Chroniques
Protégeons les étudiants étrangers en Acadie
Jean-Marie Nadeau
jmlacadie1@gmail.com
Encore une fois, le gouvernement Trudeau fait fausse route. Il vient de décider de réduire de 35% le nombre d’étudiants étrangers qui pourront venir étudier chez nous. Une telle mesure affectera de façon drastique la capacité de notre Université de Moncton à se tenir à flots. 35%, c’est exactement le pourcentage d’étudiants étrangers à l’Université.
Nous pensons que l'Atlantique, donc l’Acadie, devrait être épargné par une telle mesure. L’Atlantique est en perpétuel rattrapage économique et politique sur le centre du Canada. Le gouvernement fédéral devrait avoir, dans le cas présent, des politiques asymétriques, adaptables aux situations particulières des régions.
La cohorte d'étudiants étrangers dans notre université est un vent de fraîcheur dans les établissements concernés, et une source de rentrée de fonds indispensable. La diversité des cultures que ça représente est un enrichissement culturel pour l’Acadie. De par leur présence ici, ces étudiants deviennent des ambassadeurs privilégiés de l’Acadie quand ils retournent dans leurs pays d’origine.
Mais plusieurs de ces étudiants choisissent de rester au pays après avoir terminé leurs études. Ce faisant, ils réussissent en nous aidant à faire face à la pénurie chronique de main-d’œuvre. Cet impact est d’autant plus important pour les régions du nord-ouest et du nord-est.
Mieux, parmi ceux et celles qui ont choisi de rester, nous décelons des champions de l’intégration à notre société.
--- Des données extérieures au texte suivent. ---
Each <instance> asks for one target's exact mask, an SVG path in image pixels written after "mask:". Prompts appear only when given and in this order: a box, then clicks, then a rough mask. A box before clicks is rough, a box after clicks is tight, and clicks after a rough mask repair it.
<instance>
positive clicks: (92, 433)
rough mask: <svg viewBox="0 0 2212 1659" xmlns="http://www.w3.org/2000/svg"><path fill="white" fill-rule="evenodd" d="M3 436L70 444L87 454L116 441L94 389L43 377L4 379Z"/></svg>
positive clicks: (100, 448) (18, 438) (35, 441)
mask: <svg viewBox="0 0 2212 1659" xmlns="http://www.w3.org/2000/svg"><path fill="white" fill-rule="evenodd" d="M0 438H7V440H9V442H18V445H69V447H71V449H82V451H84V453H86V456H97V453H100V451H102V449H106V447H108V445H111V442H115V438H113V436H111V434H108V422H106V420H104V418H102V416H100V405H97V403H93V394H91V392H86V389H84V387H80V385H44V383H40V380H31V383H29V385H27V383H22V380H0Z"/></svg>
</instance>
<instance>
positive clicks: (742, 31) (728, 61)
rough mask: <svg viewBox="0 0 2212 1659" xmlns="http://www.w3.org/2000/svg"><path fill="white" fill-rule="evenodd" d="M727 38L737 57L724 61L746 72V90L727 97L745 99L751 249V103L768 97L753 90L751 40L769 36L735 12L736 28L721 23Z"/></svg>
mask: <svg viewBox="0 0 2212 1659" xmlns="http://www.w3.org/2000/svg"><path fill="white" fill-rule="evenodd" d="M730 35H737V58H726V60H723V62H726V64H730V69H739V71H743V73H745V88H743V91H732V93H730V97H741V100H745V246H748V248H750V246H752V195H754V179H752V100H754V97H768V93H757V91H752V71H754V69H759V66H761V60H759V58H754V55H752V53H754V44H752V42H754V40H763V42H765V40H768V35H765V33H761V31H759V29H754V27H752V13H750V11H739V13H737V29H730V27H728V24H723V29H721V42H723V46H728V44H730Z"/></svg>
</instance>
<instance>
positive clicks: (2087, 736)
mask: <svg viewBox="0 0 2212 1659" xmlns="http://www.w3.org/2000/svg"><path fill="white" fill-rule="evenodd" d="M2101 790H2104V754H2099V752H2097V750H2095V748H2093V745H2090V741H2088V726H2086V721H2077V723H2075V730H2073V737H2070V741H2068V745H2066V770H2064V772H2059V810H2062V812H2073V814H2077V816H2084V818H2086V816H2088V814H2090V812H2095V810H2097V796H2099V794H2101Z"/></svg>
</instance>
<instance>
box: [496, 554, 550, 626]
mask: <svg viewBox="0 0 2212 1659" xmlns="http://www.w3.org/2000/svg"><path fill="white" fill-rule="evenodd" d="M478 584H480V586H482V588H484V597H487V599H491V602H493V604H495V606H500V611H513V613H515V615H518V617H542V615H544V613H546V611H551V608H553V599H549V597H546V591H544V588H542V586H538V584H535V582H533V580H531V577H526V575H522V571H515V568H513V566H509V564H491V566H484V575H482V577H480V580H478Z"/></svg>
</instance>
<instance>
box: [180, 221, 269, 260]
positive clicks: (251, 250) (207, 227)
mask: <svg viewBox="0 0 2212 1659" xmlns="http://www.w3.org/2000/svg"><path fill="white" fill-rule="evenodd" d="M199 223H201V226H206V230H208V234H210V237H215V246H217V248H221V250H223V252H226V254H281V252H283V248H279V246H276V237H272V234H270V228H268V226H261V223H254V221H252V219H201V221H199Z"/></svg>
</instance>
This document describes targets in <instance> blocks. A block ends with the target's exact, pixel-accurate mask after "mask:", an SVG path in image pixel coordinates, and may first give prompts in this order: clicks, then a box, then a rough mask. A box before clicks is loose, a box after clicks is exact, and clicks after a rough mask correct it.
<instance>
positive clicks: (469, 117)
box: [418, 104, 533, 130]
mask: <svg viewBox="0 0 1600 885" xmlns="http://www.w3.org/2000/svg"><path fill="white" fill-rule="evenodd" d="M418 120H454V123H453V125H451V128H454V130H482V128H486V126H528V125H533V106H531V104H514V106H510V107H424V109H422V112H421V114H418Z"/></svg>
Nous pensons tout de suite au maire de Shippagan Kassim Doumbia, ou encore au vice-recteur du campus de Shippagan de l'Université de Moncton, soit Sid Ahmed Selouani. Ils ne sont pas les seuls à briller dans la société acadienne. Plusieurs noms remontent à la surface dont Olivier Hussein, qui vient de remporter comme moi le prix d’une des 10 personnalités parmi les plus influentes au Canada-français. Que dire de l’homme d’affaires et leader dans les causes pacifistes, Mohamed Ali M’halla. Nous ne pouvons passer sous silence Moncef Lakouas, Cyprien Okana et surtout la merveilleuse Phylomène Zangio, actuellement présidente de la Commission des droits de la personne au Nouveau-Brunswick (et aussi la « mama » ou la « cousine » de plusieurs acadiens et acadiennes). Il y a plein d’autres personnes de cet acabit, principalement dans le corps professoral.
Nous ne pouvons qu’appuyer le recteur de l’Université de Moncton, Denis Prudhomme, qui réclame que le gouvernement fédéral reporte d’un an l’application de cette nuisible mesure. Mais nous allons plus loin que le recteur, en réclamant qu’une telle mesure ne soit jamais appliquée en Atlantique.
L’Acadie du Nouveau-Brunswick a fait des pas de géant depuis plus de 60 ans lors de l’époque Robichaud. Nous ne pouvons pas nous permettre de ralentir cet élan. Une telle mesure fédérale a pour effet de nous couper le souffle. Nous ne pouvons pas nous permettre cela.
Quand nous parlons d’étudiants étrangers, nous avons le réflexe de surtout faire référence à l’Université de Moncton. Mais là où le bât blesse le plus probablement, c’est au niveau du Collège communautaire du Nouveau-Brunswick. Comme le CCNB a la vocation de former, entre autres, des gens de métiers primaires et essentiels, les retombées immédiates de ces formations sur la pénurie de main-d’œuvre sont indéniables. Nous ne pouvons pas nous permettre un recul en ce domaine, ce que la nouvelle politique fédérale provoquerait démesurément.
Notre société acadienne a évolué considérablement en bien depuis une vingtaine d’années. Elle est de moins en moins blanche et catholique. Moins homogène. L’apport et l’arrivée de nombreux étudiants étrangers y sont irrémédiablement pour quelque chose. Nous devons nous en réjouir.
Ce qui est aussi déplorable, c'est que cette nouvelle politique vient directement en contradiction avec la nouvelle politique d'immigration francophone hors Québec annoncée il y a deux semaines seulement à Caraquet. Nous sommes en droit de demander au gouvernement fédéral de faire montre de plus de cohérence.